La CFTC américaine avait accordé son feu vert aux contrats à terme perpétuels sur crypto, ouvrant la porte à Coinbase et Kalshi pour proposer ces dérivés très prisés des traders. Quelques semaines plus tard, le CME Group annonce qu’il va traîner le régulateur devant les tribunaux. Selon Journal du Coin, la dispute porte sur un point de qualification précis, mais les conséquences pourraient être majeures pour tout le marché des dérivés crypto aux États-Unis.
Pourquoi le CME conteste les contrats perpétuels crypto
La CFTC (Commodity Futures Trading Commission) est le gendarme américain des marchés de dérivés. Elle a validé la commercialisation des contrats à terme perpétuels sur cryptomonnaies par des plateformes comme Coinbase et Kalshi.

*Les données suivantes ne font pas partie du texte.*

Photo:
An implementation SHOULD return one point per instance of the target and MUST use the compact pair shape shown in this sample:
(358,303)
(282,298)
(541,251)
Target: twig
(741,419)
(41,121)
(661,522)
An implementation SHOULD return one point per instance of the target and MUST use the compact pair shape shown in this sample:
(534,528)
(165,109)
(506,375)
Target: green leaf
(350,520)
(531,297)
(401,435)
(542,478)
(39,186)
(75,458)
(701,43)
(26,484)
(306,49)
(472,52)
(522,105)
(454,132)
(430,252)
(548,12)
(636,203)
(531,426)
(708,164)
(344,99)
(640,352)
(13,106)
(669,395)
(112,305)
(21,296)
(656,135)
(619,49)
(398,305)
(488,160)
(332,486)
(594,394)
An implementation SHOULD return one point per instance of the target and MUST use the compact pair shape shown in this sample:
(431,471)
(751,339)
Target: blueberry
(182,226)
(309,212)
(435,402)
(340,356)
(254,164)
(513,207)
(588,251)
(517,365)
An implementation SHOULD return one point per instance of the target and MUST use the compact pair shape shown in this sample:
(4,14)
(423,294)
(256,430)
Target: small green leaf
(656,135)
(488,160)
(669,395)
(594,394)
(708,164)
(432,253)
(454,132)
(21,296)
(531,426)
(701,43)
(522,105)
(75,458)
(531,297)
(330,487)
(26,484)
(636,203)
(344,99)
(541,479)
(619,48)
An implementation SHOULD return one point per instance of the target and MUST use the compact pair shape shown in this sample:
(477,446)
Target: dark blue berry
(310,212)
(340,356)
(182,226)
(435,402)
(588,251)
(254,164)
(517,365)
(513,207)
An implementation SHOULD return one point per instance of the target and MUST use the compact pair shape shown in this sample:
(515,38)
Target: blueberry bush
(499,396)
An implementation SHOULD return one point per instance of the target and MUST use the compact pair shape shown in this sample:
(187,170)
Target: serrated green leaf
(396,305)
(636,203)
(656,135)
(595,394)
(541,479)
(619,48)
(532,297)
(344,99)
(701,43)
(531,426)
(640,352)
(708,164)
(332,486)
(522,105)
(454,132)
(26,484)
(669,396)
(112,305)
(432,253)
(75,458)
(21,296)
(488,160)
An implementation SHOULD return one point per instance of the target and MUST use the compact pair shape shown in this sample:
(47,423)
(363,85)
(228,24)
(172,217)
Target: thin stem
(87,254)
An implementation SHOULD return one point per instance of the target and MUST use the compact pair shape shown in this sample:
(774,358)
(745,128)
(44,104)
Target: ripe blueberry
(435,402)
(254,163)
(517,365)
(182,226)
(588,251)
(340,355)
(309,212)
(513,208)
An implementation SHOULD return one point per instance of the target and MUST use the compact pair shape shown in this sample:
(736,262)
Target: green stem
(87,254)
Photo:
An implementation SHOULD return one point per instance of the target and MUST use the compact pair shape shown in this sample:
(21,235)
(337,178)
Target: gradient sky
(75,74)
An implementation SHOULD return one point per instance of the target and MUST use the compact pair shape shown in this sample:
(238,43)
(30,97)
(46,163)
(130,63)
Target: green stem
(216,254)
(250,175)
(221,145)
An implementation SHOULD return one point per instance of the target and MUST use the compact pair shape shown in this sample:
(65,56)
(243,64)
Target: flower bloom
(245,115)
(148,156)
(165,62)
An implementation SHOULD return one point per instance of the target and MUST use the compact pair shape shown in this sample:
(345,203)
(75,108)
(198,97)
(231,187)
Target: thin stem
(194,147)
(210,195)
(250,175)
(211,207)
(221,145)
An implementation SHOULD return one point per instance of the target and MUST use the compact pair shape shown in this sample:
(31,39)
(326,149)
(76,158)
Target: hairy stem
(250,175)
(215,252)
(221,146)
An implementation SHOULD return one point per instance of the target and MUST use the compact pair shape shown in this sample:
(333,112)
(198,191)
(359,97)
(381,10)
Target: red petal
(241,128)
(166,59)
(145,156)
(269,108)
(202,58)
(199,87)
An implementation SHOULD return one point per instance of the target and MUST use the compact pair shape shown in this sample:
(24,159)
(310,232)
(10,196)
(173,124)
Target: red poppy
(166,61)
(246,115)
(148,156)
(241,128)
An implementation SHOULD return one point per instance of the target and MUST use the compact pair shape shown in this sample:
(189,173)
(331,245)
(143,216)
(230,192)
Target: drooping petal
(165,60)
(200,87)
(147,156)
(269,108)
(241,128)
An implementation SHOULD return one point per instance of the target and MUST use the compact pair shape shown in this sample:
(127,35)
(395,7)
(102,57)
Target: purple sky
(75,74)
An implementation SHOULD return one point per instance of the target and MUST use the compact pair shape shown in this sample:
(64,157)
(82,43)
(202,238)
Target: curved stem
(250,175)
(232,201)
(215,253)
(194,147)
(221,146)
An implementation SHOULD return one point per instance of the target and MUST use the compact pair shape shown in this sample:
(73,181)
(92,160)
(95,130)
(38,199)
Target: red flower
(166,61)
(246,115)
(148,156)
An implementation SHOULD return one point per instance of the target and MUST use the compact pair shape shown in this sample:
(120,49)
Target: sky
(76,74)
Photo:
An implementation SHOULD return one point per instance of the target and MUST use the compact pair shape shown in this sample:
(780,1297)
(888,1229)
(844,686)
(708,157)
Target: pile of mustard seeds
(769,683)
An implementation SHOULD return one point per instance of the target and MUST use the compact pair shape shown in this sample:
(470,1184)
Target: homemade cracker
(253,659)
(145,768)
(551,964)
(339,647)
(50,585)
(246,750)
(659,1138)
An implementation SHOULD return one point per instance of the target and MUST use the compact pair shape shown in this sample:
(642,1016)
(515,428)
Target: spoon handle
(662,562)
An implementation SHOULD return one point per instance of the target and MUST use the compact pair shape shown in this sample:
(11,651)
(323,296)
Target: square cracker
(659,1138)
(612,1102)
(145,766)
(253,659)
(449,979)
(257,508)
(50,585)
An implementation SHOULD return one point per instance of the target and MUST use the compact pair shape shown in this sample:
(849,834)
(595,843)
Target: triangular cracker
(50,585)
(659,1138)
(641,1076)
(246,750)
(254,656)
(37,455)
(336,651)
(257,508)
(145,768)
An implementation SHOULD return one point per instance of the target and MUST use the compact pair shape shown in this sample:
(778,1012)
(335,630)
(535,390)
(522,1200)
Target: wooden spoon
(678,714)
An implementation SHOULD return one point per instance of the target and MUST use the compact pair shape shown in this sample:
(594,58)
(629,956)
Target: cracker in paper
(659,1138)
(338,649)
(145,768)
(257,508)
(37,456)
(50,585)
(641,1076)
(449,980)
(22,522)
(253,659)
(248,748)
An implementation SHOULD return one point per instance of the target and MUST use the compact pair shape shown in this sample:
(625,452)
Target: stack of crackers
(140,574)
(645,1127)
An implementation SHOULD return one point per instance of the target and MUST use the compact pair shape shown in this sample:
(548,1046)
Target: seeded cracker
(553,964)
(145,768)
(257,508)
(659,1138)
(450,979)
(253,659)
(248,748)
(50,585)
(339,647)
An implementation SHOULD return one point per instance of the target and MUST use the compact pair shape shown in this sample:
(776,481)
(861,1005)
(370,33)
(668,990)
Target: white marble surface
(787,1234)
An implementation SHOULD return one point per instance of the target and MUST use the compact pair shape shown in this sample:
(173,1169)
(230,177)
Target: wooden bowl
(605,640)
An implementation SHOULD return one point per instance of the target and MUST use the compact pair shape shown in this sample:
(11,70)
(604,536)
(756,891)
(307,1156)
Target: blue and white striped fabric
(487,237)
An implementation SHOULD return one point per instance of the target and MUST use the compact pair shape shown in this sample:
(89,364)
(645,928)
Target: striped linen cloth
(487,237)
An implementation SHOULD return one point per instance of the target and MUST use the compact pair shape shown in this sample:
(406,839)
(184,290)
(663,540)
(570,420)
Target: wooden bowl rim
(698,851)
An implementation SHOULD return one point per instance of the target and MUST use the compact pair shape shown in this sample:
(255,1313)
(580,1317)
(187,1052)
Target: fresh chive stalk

Le CME Group, leader mondial du secteur des dérivés, s’y oppose frontalement. Pour son PDG Terrence Duffy, interrogé sur CNBC, ces contrats « relèvent de la catégorie des swaps au sens de la loi Dodd-Frank ». L’argument repose sur une caractéristique précise : les contrats perpétuels n’ont pas de date d’expiration, contrairement aux contrats à terme classiques.
Cette distinction peut sembler purement technique. Elle ne l’est pas du tout.
La loi Dodd-Frank, pivot du débat
La loi Dodd-Frank a été adoptée après la crise financière de 2008 pour encadrer strictement les marchés de dérivés, et notamment les swaps. Elle impose des exigences lourdes de transparence et de gestion des risques, que seules les grandes institutions financières peuvent satisfaire.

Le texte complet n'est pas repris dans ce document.